Thank you very much for your reply, JimC.

Thank you for the link. I have seen that article before I wrote my question. I dismissed it because I didn't see my mom-in-law's mutation in the article.

But, I did not realize one thing until you wrote to me: all mutations listed in that article that are in exon 18 are associated with sensitivity. So intuitively, we could guess that our mutation would also be good. There is one mutation in the picture in the article that looks similar to ours: E709K/Q. It has the same location (709), but T710 is not deleted as in our case, and the replacement amino acid is different (K or Q, not D).

I hope that the oncologists will decide to try Tarceva and that it will work...

Does my intuitive reasoning above make sense? Does anyone have more thoughts about it?

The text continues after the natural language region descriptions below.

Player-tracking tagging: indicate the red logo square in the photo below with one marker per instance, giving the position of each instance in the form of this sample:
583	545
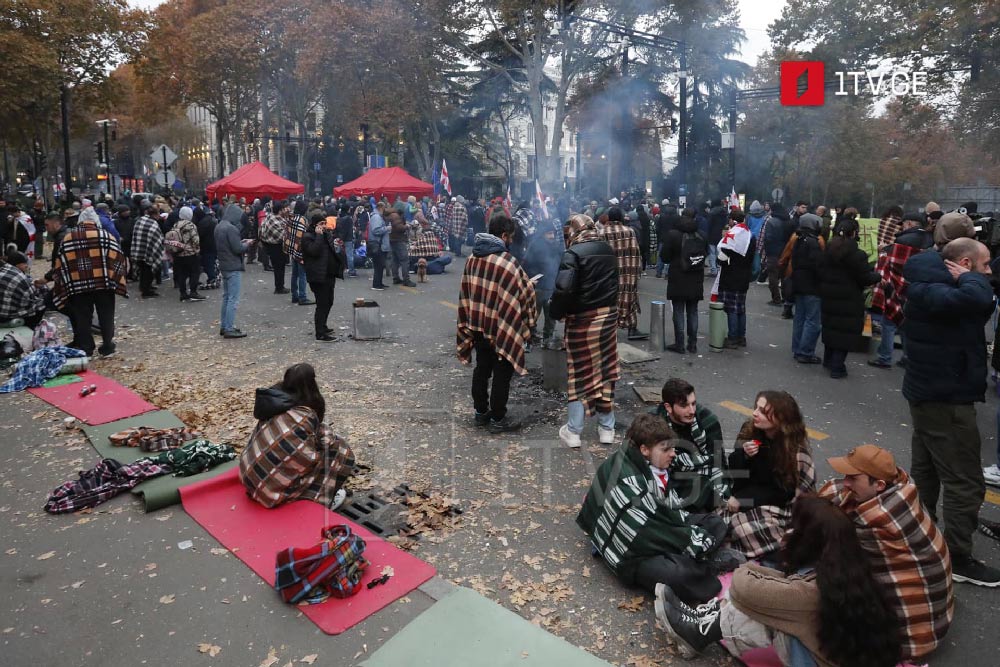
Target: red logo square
802	83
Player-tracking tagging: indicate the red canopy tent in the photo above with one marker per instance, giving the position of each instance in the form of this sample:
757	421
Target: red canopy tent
389	182
254	180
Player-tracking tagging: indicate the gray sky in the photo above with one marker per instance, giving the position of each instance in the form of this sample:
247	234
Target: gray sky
756	15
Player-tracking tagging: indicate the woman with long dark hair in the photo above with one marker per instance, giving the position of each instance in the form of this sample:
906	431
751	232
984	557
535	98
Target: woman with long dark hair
293	454
772	466
844	273
824	601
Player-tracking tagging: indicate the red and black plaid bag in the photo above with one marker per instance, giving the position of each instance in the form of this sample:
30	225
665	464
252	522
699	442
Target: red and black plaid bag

I also have a separate question - about afatinib and the p.E709_T710>D mutation. If I understand correctly the science behind afatinib, it was designed to only interfere with mutated EGFR. The designers of the afatinib molecule have shaped it such that it will bind to an EGFR protein produced from an EGFR gene that has a p.L858R mutation or deletions in exon 19. Now, the shape of the EGFR protein produced from an EGFR gene with p.E709_T710>D will be different. From a theoretical standpoint of the design of afatinib, would it still bind to such mutated EGFR protein? This may be a difficult question... should I maybe send it directly to Boehringer Ingelheim, the maker of afatinib?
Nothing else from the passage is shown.